Abstract

INTRODUCTION: Maternal congenital cardiac disease contributes to maternal and neonatal morbidity and mortality. We sought to describe both maternal and neonatal outcomes in women with congenital heart disease delivering at an academic medical center. METHODS: We conducted a retrospective review of pregnancies occurring in women with congenital heart disease who received prenatal care and delivered at Vanderbilt University Medical Center between 2009 – 2015. RESULTS: A total of 48 women experiencing 52 pregnancies were included. Majority of subjects were Caucasian (76.9%) who utilized public insurance (65.4%). 39 women (75%) had surgically repaired lesions and 14 (26.9%) reported a prior cardiac event.
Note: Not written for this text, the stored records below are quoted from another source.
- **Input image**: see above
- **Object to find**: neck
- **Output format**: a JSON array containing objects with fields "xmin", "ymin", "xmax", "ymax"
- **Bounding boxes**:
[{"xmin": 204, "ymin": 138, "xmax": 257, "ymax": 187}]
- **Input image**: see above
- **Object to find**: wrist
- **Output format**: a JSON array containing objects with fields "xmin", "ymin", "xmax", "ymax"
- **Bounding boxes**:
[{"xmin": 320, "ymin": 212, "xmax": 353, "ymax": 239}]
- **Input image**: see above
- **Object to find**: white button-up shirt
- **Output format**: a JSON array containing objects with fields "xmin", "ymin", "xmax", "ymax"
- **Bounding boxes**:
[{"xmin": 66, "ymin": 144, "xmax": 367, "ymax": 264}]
The majority of lesions were WHO class I/II (75%). Maternal ICU admissions occurred in 13.5% of patients and 3.8% of patients had postpartum readmission. 11.5% patients had a cardiac event during peripartum period. Obstetrical complications included preterm birth (15.7%); fetal growth restriction (22%); and admission to NICU (16%). Congenital heart disease was diagnosed in 14% of infants. 49% were delivered via cesarean delivery with an additional 15.7% having operative vaginal deliveries. Epidural anesthesia was administered in 74% of patients. CONCLUSION: Pregnancy in women with congenital heart disease is associated with increased maternal and neonatal morbidity and mortality. Our results are similar to previously published data regarding risks of maternal cardiac events, preterm birth, fetal growth restriction and recurrent congenital heart disease. A collaborative care model with adult congenital cardiology, obstetric anesthesia, neonatology, and maternal fetal medicine is necessary to evaluate maternal and neonatal risk in women with congenital heart disease.